National Merit Semi-Finalists

Back in high school, I was a National Merit Semi-Finalist. Not a Finalist, a Semi-Finalist. That's actually tougher to do than make it to the next round. Something like 80-90% of Semi-Finalists become Finalists, and at my school I was the only SF in my year, the year before me, or the year after me to accomplish that (that's about 1 in 40).

So that's my spin. Bexley High School has six NMSFs this year, most of whom will eventually become finalists (only 6, you say?

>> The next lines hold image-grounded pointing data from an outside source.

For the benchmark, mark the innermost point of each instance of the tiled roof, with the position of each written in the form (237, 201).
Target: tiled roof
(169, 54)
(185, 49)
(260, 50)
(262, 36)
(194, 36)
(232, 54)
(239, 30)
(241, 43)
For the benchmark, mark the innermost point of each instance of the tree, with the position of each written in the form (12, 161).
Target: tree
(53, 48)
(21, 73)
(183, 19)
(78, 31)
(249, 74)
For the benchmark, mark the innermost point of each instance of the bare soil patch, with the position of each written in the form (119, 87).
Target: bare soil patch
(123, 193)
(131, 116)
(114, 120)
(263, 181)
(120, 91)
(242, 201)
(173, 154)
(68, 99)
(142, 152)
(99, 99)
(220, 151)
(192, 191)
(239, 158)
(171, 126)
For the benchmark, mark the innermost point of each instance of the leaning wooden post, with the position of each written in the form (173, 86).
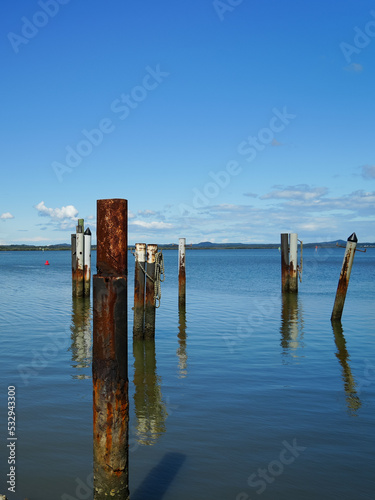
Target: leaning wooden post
(150, 293)
(87, 262)
(79, 264)
(181, 273)
(139, 290)
(344, 277)
(284, 262)
(293, 263)
(74, 265)
(110, 360)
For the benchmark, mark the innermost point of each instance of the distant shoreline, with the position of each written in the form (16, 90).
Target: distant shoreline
(199, 246)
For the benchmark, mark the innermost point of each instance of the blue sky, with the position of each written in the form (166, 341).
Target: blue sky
(218, 120)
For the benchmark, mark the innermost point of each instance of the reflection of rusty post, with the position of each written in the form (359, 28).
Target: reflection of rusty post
(74, 265)
(293, 263)
(284, 262)
(344, 278)
(150, 293)
(79, 265)
(139, 290)
(87, 262)
(110, 367)
(181, 273)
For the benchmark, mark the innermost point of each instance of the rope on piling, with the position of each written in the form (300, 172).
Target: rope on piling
(159, 276)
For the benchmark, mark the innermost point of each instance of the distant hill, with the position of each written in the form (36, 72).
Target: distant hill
(204, 245)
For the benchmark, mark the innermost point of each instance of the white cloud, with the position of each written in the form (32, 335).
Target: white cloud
(68, 212)
(6, 215)
(368, 171)
(152, 225)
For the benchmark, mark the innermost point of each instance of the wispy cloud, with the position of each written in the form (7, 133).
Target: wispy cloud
(6, 215)
(354, 68)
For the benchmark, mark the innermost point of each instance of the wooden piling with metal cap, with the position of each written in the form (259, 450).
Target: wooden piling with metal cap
(87, 262)
(80, 263)
(110, 360)
(74, 265)
(344, 277)
(150, 305)
(181, 273)
(284, 262)
(293, 263)
(139, 290)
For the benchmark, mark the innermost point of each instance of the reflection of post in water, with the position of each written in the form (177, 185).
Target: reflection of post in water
(81, 335)
(291, 324)
(181, 351)
(352, 399)
(150, 408)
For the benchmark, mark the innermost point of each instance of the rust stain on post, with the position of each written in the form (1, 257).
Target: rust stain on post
(110, 368)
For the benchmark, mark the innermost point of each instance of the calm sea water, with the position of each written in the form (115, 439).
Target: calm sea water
(247, 396)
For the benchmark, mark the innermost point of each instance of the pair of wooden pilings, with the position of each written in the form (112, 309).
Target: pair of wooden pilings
(144, 291)
(81, 261)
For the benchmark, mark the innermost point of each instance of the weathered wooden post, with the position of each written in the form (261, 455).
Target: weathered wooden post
(79, 264)
(110, 362)
(139, 290)
(284, 262)
(74, 264)
(87, 262)
(181, 273)
(293, 263)
(344, 278)
(150, 311)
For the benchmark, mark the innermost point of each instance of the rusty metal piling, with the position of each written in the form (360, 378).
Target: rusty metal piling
(150, 305)
(110, 364)
(139, 290)
(181, 273)
(344, 278)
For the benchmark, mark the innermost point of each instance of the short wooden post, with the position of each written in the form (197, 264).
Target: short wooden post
(74, 265)
(293, 263)
(87, 262)
(79, 265)
(181, 273)
(149, 331)
(139, 290)
(284, 262)
(110, 361)
(344, 278)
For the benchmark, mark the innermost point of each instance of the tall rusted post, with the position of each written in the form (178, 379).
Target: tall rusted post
(74, 264)
(149, 332)
(293, 263)
(79, 264)
(110, 360)
(284, 262)
(87, 262)
(344, 278)
(139, 290)
(181, 273)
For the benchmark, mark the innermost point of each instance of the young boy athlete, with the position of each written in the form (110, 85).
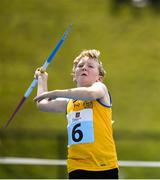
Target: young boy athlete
(91, 148)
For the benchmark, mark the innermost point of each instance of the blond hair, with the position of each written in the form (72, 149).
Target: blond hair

Well, so say I as well, but I have a hypothesis... 5 of the 6 are boys, and I think that some of BPS's creme gets skimmed off and lands up at Broad and Drexel...). I happened to notice that Bexley High School's resident mayoral candidate wasn't on the list. Not a big deal, but it could have gone onto his campaign lit. Which got me wondering... Are any of our mayoral candidates National Merit Scholars? Would it be strange if none were? If anyone knows of a mayoral/council candidate who was a National Merit Scholar/Finalist/Semi-Finalist, or heck, even Phi Beta Kappa in college, drop me a line.


Casual Observer said...

I finished in the top 300 of my high school class and never received my diploma because I owed $3.14 in library fines (it was a twisty little Nancy Drew yarn).

But I had the last laugh, because I took that $3.14 and instead invested it in a little startup called Tinyfluffy. (It later changed its name to Microsoft.)

Now I have well over $27.

Who's the National Merit Finalist now, smart guy?

open mind said...

That's greats spin, truly.

I don't think that an academic career has much to do with who you are. You were not a NMF, yet I would say you have more common sense than a lot of people with "superior" scores on tests.

Bill Clinton was a Rhodes scholar. W barely graduated. I would say both have had similar affects on the military; that is to almost completely destroy it (I'm a little sensitive towards the military). How do you explain that?